Corinne Lefèvre
Inde moghole et Iran safavide
5 mars 2012, Centre André Malraux
La miniature illustrant l’annonce de la conférence de Corinne Lefèvre nous montre deux souverains contemporains : Shah Abbas, qui régna de 1587 à 1629 en Iran safavide, et Jahangir, qui régna de 1605 à 1627 en Inde moghole. Par son auteur, ses inscriptions et son sujet, cette œuvre atteste de l’importance du modèle persan dans la construction de l’empire moghol tant au niveau culturel que politique.
L’auteur de la peinture, Nadir-uz-zaman « La merveille de l’époque », est le fils d’un des très nombreux artistes iraniens (son père Aqa Riza était né en Iran vers 1560) qui, à partir du milieu du XVIe siècle, affluent en nombre croissant dans l’empire moghol, générant ainsi la création de l’atelier impérial de peinture moghole. Comme son père, il tente sa chance en Inde au service du prince Salim, le futur empereur Jahangir pour lequel il continuera à travailler jusqu’à la fin de sa vie.
Les inscriptions en caractère arabo-persan qui ornent la peinture montrent que le persan devient à cette époque la langue de culture de l’empire moghol. À l’origine les Moghols, qui viennent de l’actuel Ouzbékistan, parlent le chaghatay (le turc oriental) et non le persan. C’est d’ailleurs en turc que le fondateur de la dynastie, Babur, écrit ses mémoires, le Babur namah.
Le sujet de la peinture montre deux souverains qui se partagent le monde temporel (ils se tiennent sur le globe terrestre) et le monde spirituel représenté par l’immense et double nimbe solaire et lunaire encadrant la figure des deux empereurs qui se donnent l’accolade. Depuis le fondateur de la dynastie safavide, Shah Ismail (porté au pouvoir par des tribus turkmènes du sud-ouest de la mer Caspienne), et l’avènement de Babur, pour la dynastie Moghole, les Moghols entretiennent des rapports étroits et suivis avec leur voisin iranien, bien plus qu’avec les Ottomans. Mais face à cette coexistence harmonieuse, Jahangir semble écraser de sa masse imposante le frêle Shah Abbas. Le Moghol est monté sur un lion alors que le Safavide se tient sur un agneau qui semble repoussé vers l’ouest du globe.
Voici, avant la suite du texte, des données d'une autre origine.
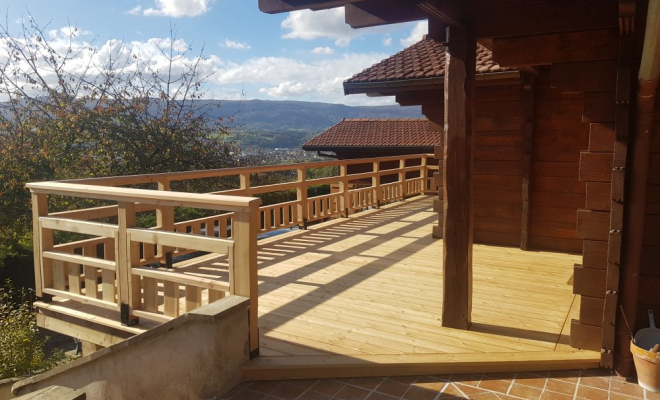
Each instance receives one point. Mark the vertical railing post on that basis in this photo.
(42, 239)
(245, 183)
(244, 280)
(345, 200)
(402, 178)
(165, 222)
(127, 252)
(423, 173)
(301, 197)
(375, 183)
Cette association du lion et de l’agneau fait référence à l’assemblée pacifique des animaux sous le règne de Salomon, auquel les empereurs moghols aiment bien s’associer.
Cette peinture révèle ainsi la rivalité entre ces deux empires et, ce faisant, signe la fin du complexe d’infériorité des Moghols vis à vis des Safavides d’Iran.
L’origine de la rivalité entre ces deux empires
Elle commence dès le début de la dynastie safavide, vers les années 1510, quand Shah Ismaël devient le premier pir soufi de l’ordre safavide à assurer conjointement la fonction royale. Ses disciples « les têtes rouges (qizilbash) » (rappelant la couleur rouge de la coiffe qu’ils portent) vont s’imposer comme la colonne vertébrale du nouveau royaume et monopoliser les positions les plus importantes à la cour, en province et dans l’armée. À la même époque, Babur, petit-fils de Tamerlan, n’est encore qu’un prince à la tête d’une petite principauté du Ferghana, à la recherche d’un royaume. Il a réussi à s’emparer de la prestigieuse ville de Samarkand, fondée par son aïeul Tamerlan, mais il en est chassé par les Ouzbeks. Babur demande à Shah Ismail de l’aider à reprendre Samakand. Après une reconquête de courte durée, il doit se replier sur Kaboul d’où il partira conquérir l’Inde.
En 1544, à l’instar de son père Babur, Humayun demande l’aide de Shah Tahmasp, fils de Shah Ismail, pour récupérer son royaume indien dont il a été chassé par la dynastie afghane des Sur.